The team plans to deepen their understanding of how enzymes in fungi synthesize useful compounds and use the knowledge to create CRISPR-based toolkits to characterize the genes responsible and adapt them for novel drug development.

”More than 60 percent of the small-molecule drugs approved by the FDA are derived from natural sources,” said Gao. “We want to explore how nature builds these complex small-molecule scaffolds, the most famous example of which is the antibiotic penicillin, which saves millions of lives. A lot of organisms are hard to culture in laboratory conditions, but filamentous fungus is a rich resource for drugs, and relatively easy to grow in the lab. If you leave food on your kitchen counter during the summer in Houston, you know what I mean.”

“We will firstly focus on filamentous fungus, but [will] potentially apply these CRISPR tools to other types of fungi in the near future,” she adds.

The grant came through after the lab published a paper in Angewandte Chemie that outlines how the team plans to attack the problem. The study, which was led by Gao and Rice postdoctoral research associate Fanglong Zhao, employed genetic manipulations to modify the fungus strain and discover the mechanism that produces quinolone-gamma-lactam, a small molecule found in filamentous fungi.

“Quinolone and g-lactam are both important pharmacophores in many clinical drugs and have been extensively studied. The scaffold of quinolone-g-lactam hybrid represents a new pharmacophore structure and has the potential to combat the increasing crisis of multidrug resistance,” explains Gao. “We want to know how nature synthesizes this quinolone-gamma-lactam hybrid ring.”

Gao believes that using the hybrid as a scaffold for novel drugs could greatly speed their development.

“Quinolactacins are a class of tricyclic quinolone (quinolin-4-one) alkaloids which are commonly produced by filamentous fungi,” she notes. “To date, several quinolactacins, including quinolactacin A1, A2, B1, B2, C1, C2, D1 and D2 have been isolated from Penicillium genus (J. Antibiot., 2000, 53, 1247-1251.; Org. Biomol. Chem., 2006, 4, 1512-1519.). Among them, quinolactacin A2 exhibits inhibitory activity against acetylcholinesterase (AChE) and tumor necrosis factor (TNF) production (J. Antibiot. 2001, 54, 831-835.; J. Antibiot. 2000, 53, 1247-1251).

“AChE plays a pro-aggregating (non-catalytic) role to accelerating β-amyloid peptide aggregation and deposition into the fibrils (Neuron, 1996, 16, 881–891), thus inhibition of AChE is one of the most successful therapeutic strategy for the symptomatic treatment of Alzheimer’s disease and its progression. Several AChE inhibitors such as donepezil, rivastigmine, galantamine, and tacrine have been developed for symptomatic treatment of Alzheimer’s disease (Prog. Neuro-Psychopharmacol. Biol. Psychiatry., 2001, 25, 27-57.; Drug Develop. Res., 2002, 56, 347-353.); therefore, quinolactacins A2 might potentially be developed as anti-Alzheimer’s drug candidate.”

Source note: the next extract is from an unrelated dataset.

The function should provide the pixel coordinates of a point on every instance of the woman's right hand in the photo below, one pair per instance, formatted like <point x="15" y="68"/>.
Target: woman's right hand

And that’s not the only area in which there’s some potential, according to Gao: “Quinolactacin A2 also exhibits TNF inhibitory activity (J. Antibiot. 2000, 53, 1247-1251.). TNFα is a vital cytokine involved in inflammation, immunity, and cellular organization. In addition, some pre-clinical findings suggest that TNFα may promote cancer development and progression, which has led to propose anti-TNF therapy as a novel approach to anti-tumor treatment (Lancet, Oncol 2003, 4: 565–73). Several trials have been set up to investigate the role of TNFα antagonists in cancer, providing a rationale for their clinical use (Expert. Rev. Anticancer Ther., 2002; 2: 277–86; Clin. Cancer Res., 2004, 10, 6528-6534). The TNF inhibitory activity of quinolactacin A2 makes it a viable therapeutic the target for cancer treatment.”

Editing the genomic DNA of the host fungus has helped the researchers pinpoint genes responsible for programming the hybrid molecules. The researchers expect the grant to help them expand on that success.

“Only when we deleted the essential gene responsible for the synthesis of this molecule did we see it disappear,” explained Gao. “Once we understand how enzymes synthesize this small molecule, we’re able to do enzyme engineering to produce different products that could be even better than the natural ones.”